Inflation

A thread I wrote to myself, mainly for interaction with other economists and fund managers, but one that still makes for good reading.

Thread

I would have thought the economics field, which was so confident in secular stagnation, demographics, deleveraging, and the other horsemen, would be more vocal about the eventual return to 2% for 10s.

Instead, they are spending most of their time tweeting out what the actual rate is, in some alarm, and reiterating that policy needs to be even tighter.

30 years of fundamentals (living longer, lower fertility rates, lower productivity) didn’t just suddenly go away overnight.

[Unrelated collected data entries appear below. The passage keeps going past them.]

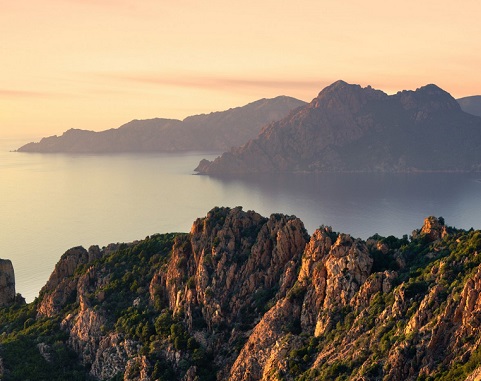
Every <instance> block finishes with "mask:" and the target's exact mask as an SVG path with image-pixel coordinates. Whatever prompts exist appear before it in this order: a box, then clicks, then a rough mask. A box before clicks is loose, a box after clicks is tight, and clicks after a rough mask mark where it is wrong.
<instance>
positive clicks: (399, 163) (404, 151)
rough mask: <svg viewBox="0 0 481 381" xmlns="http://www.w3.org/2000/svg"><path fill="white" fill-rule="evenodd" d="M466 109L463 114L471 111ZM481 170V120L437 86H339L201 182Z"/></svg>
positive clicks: (257, 138)
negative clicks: (382, 88) (261, 172)
mask: <svg viewBox="0 0 481 381" xmlns="http://www.w3.org/2000/svg"><path fill="white" fill-rule="evenodd" d="M461 103H464V106H463V107H467V104H466V103H465V102H464V101H462V102H461ZM473 170H474V171H479V170H481V117H478V116H474V115H471V114H468V113H466V112H464V111H463V110H462V109H461V107H460V105H459V104H458V102H457V101H456V100H455V99H454V98H453V97H452V96H451V95H450V94H449V93H447V92H446V91H444V90H442V89H440V88H439V87H438V86H436V85H432V84H431V85H427V86H424V87H421V88H419V89H417V90H416V91H401V92H398V93H397V94H395V95H391V96H389V95H387V94H385V93H384V92H382V91H380V90H375V89H373V88H371V87H370V86H368V87H366V88H362V87H361V86H359V85H352V84H348V83H346V82H343V81H337V82H335V83H333V84H332V85H330V86H328V87H326V88H325V89H324V90H322V91H321V92H320V93H319V95H318V96H317V97H316V98H314V100H313V101H312V102H311V103H310V104H307V105H305V106H304V107H301V108H299V109H297V110H296V111H295V112H292V113H291V114H289V115H288V116H287V117H285V118H284V119H282V120H280V121H277V122H273V123H271V124H270V125H268V126H266V127H265V128H264V129H263V130H262V132H261V134H260V135H259V136H258V137H257V138H256V139H253V140H250V141H249V142H248V143H246V144H245V145H243V146H242V147H239V148H234V149H232V150H231V151H230V152H227V153H224V154H223V155H222V156H221V157H219V158H217V159H215V160H214V161H213V162H209V161H207V160H203V161H201V163H200V164H199V166H198V167H197V168H196V171H197V172H199V173H201V174H227V173H228V174H232V173H247V172H350V171H360V172H363V171H379V172H386V171H388V172H411V171H473Z"/></svg>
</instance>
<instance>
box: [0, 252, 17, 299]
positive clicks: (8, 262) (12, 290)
mask: <svg viewBox="0 0 481 381" xmlns="http://www.w3.org/2000/svg"><path fill="white" fill-rule="evenodd" d="M15 296H16V293H15V273H14V271H13V265H12V262H11V261H10V260H9V259H0V306H8V305H10V304H12V303H13V302H14V301H15Z"/></svg>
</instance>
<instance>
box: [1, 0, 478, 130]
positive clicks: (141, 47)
mask: <svg viewBox="0 0 481 381" xmlns="http://www.w3.org/2000/svg"><path fill="white" fill-rule="evenodd" d="M0 10H1V12H0V36H1V37H0V42H1V44H0V47H1V51H0V68H1V71H0V137H5V136H23V137H27V138H29V137H31V138H32V139H34V138H39V137H41V136H44V135H52V134H61V133H62V132H63V131H65V130H67V129H69V128H83V129H90V130H104V129H108V128H116V127H118V126H120V125H121V124H123V123H126V122H128V121H129V120H131V119H144V118H152V117H170V118H180V119H182V118H184V117H186V116H188V115H192V114H197V113H204V112H210V111H217V110H223V109H227V108H229V107H235V106H240V105H243V104H246V103H248V102H251V101H254V100H256V99H259V98H267V97H274V96H276V95H281V94H284V95H291V96H294V97H297V98H300V99H303V100H307V101H310V100H311V99H312V98H313V97H314V96H316V95H317V93H318V92H319V91H320V90H321V89H322V88H323V87H325V86H326V85H328V84H330V83H332V82H334V81H336V80H338V79H344V80H345V81H348V82H351V83H359V84H361V85H363V86H366V85H372V86H373V87H375V88H379V89H382V90H384V91H386V92H388V93H392V92H396V91H398V90H402V89H415V88H417V87H420V86H422V85H425V84H427V83H436V84H438V85H439V86H441V87H442V88H444V89H445V90H447V91H449V92H450V93H451V94H452V95H453V96H455V97H462V96H468V95H475V94H481V75H480V73H479V71H480V68H481V22H480V21H479V16H480V15H481V2H479V1H478V0H465V1H463V2H458V3H455V2H451V1H450V2H448V1H439V0H438V1H432V0H423V1H413V0H407V1H402V2H400V1H397V2H394V1H386V0H382V1H381V0H375V1H370V0H365V1H359V0H345V1H339V2H337V1H324V0H313V1H311V0H298V1H287V0H260V1H259V0H256V1H253V0H244V1H226V0H223V1H220V0H209V1H203V2H201V1H194V0H177V1H166V0H143V1H133V0H29V1H26V0H18V1H4V0H0Z"/></svg>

Long and variable lags (the famous quote from Milton Friedman, that characterises the time frame and speed with which monetary policy is meant to impact the economy) are doing exactly that.

In other words, monetary and fiscal policy decisions, from the past 2 years, are still washing through. Presently, policy is now set in the complete reverse, tight by way of stance, from easy then, and it will take time to wash through too. You can see the change in the money supply below (top row, middle, and stance of the budget, bottom right).

Reading most of today’s commentary, you’d think we’d just dropped L&V as a catchphrase, one without meaning.

And that’s just the policy side, and the demographics side.

The pandemic labour market restructure is unlikely to be a decade long phenomena.

Work from home, hybrid arrangements, those are metrics that are stabilising at new levels, which suggests in turn that household formation rates settle, which suggests rental dynamics settle down, meaning OER (owners equivalent rent) settles down.

If that sentence seems unclear, the prevailing wisdom is that much (if not most) of the increase in dwelling price and the increase in rent since the pandemic has been a function of new homes formed as a shift in consumer preferences to working from home (needing a bigger space, an extra bedroom, not spending all one’s time with flatmates who are also trying to have Zoom calls).

That impact was massively inflationary to direct and indirect housing costs.

EPOP (employment to population) and other measures show we are not eschewing work in some meaningful new way, even if the exact jobs sought, and the conditions they come with, have. So there’s no reason to think that the labour market is impaired in some profound way. We are not a nation of “quiet quitters”, a phrasing you might have heard elsewhere.

A period of adjustment to match new preferences, is, I think, the root cause of most the mystery here. Also if it is an empirical fact that the Beveridge curve has shifted out, well, it is a perfectly fair hypothesis to think it might shift back, particularly if the poaching dynamics hypothesis turns out to be true.

If we add this to all we know about the direction of MP + FP, and the other things you can point to (COVID case rates, or supply chains measures like those shown below) surely it is cause to rethink that r* is somehow now at 2.5% from -1%.

In our view, it is likely that we settle back down to something far more akin to the 2019 range for the 10yr, oscillating between 2-3%, back unlikely to be much above 4%.

Yields above that range, in our view, are very attractive for an asset classes that should give some low to negative correlation to equity market risk, at that level of carry.